Since the root node is a private member, we also write a public member function which is available to non-members of the class. It calls the private recursive function to search an element and also takes care of the case when root node is NULL.

bool BST::search(int d)
{
	if(root ==  NULL)
		return false;
	else	
		return  search(d, root);
}

Traversing in a BST

There are mainly three types of tree traversals:

1. Pre-order Traversal:

In this technique, we do the following :

  • Process data of root node.
  • First, traverse left subtree completely.
  • Then, traverse right subtree.
void BST :: preorder(tree_node *node)
{
	if(node !=  NULL)
    {
		cout<<node->data<<endl;
       	preorder(node->left);
       	preorder(node->right);
    }
}

2. Post-order Traversal

In this traversal technique we do the following:

  • First traverse left subtree completely.
  • Then, traverse right subtree completely.
  • Then, process data of node.
void BST :: postorder(tree_node *node)
{
	if(node !=  NULL)
   	{
        postorder(node->left);
        postorder(node->right);
	    cout<<node->data<<endl;
   	}
}

3. In-order Traversal

In in-order traversal, we do the following:

  • First process left subtree.
  • Then, process current root node.
  • Then, process right subtree.
void BST :: inorder(tree_node *node)
{
	if(node !=  NULL)
   	{
        inorder(node->left);
	    cout<<node->data<<endl;
        inorder(node->right);
   	}
}

The in-order traversal of a binary search tree gives a sorted ordering of the data elements that are present in the binary search tree. This is an important property of a binary search tree.

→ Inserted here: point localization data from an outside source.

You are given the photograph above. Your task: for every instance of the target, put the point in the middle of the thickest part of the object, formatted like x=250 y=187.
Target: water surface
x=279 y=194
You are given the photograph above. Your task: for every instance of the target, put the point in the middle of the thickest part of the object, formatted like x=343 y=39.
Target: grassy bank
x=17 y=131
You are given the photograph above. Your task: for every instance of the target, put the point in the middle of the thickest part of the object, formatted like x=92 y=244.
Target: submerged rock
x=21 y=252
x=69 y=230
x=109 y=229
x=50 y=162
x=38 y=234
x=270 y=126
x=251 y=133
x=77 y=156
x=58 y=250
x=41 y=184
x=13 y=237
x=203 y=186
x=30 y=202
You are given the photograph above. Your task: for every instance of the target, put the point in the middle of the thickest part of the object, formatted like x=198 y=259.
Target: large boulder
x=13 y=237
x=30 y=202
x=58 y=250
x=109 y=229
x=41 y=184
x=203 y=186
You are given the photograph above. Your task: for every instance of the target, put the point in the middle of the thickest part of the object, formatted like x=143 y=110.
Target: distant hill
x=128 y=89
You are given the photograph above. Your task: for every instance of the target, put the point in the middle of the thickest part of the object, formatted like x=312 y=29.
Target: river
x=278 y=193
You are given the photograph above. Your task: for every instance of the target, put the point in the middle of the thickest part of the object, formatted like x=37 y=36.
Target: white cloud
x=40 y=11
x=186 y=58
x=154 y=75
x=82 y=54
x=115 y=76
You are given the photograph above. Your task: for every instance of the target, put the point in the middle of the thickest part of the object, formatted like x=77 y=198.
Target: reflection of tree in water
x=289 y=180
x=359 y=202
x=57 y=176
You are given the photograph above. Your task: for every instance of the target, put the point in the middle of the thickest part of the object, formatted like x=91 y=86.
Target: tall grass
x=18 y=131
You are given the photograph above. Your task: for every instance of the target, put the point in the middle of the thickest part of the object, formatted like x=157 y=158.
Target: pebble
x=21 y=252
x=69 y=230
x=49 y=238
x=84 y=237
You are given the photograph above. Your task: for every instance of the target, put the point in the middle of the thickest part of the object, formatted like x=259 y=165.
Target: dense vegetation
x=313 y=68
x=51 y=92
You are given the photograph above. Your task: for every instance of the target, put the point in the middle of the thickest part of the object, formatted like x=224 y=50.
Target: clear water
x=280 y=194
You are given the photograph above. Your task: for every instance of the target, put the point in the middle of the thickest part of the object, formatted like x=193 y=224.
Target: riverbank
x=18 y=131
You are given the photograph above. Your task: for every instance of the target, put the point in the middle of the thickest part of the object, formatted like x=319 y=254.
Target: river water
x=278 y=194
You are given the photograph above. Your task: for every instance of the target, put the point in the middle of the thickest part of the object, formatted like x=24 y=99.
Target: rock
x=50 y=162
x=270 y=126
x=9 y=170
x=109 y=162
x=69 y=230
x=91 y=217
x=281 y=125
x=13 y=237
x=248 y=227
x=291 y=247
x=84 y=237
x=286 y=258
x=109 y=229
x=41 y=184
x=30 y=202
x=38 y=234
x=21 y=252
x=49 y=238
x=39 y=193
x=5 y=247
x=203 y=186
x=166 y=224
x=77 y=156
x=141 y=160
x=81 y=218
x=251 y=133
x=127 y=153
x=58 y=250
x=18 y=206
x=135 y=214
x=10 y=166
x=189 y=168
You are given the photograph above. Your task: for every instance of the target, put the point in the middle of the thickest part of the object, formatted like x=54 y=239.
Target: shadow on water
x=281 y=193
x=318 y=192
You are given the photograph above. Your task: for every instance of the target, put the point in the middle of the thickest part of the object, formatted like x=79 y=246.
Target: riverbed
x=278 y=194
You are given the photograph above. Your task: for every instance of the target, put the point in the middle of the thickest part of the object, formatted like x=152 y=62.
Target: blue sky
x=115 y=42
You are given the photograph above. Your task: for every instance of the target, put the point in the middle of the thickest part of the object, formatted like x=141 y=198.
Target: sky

Since the root node is a private member, we also write public member functions which is available to non-members of the class. It calls the private recursive function to traverse the tree and also takes care of the case when root node is NULL.

void BST :: preorder()
{
	if(root ==  NULL)
		cout<<"TREE IS  EMPTY\n";
	else
       	preorder(root);
}

void BST :: postorder()
{
	if(root ==  NULL)
		cout<<"TREE IS  EMPTY\n";
	else
	    postorder(root);
}

void BST :: inorder()
{
	if(root == NULL)
		cout<<"TREE IS EMPTY\n";
	else
		inorder(root);
}

Complexity Analysis

Binary Search Tree


The time complexity of search and insert rely on the height of the tree. On average, binary search trees with n nodes have O(log n) height. However in the worst case the tree can have a height of O(n) when the unbalanced tree resembles a linked list. For example in this case :

Binary Search Tree


Traversal requires O(n) time, since every node must be visited.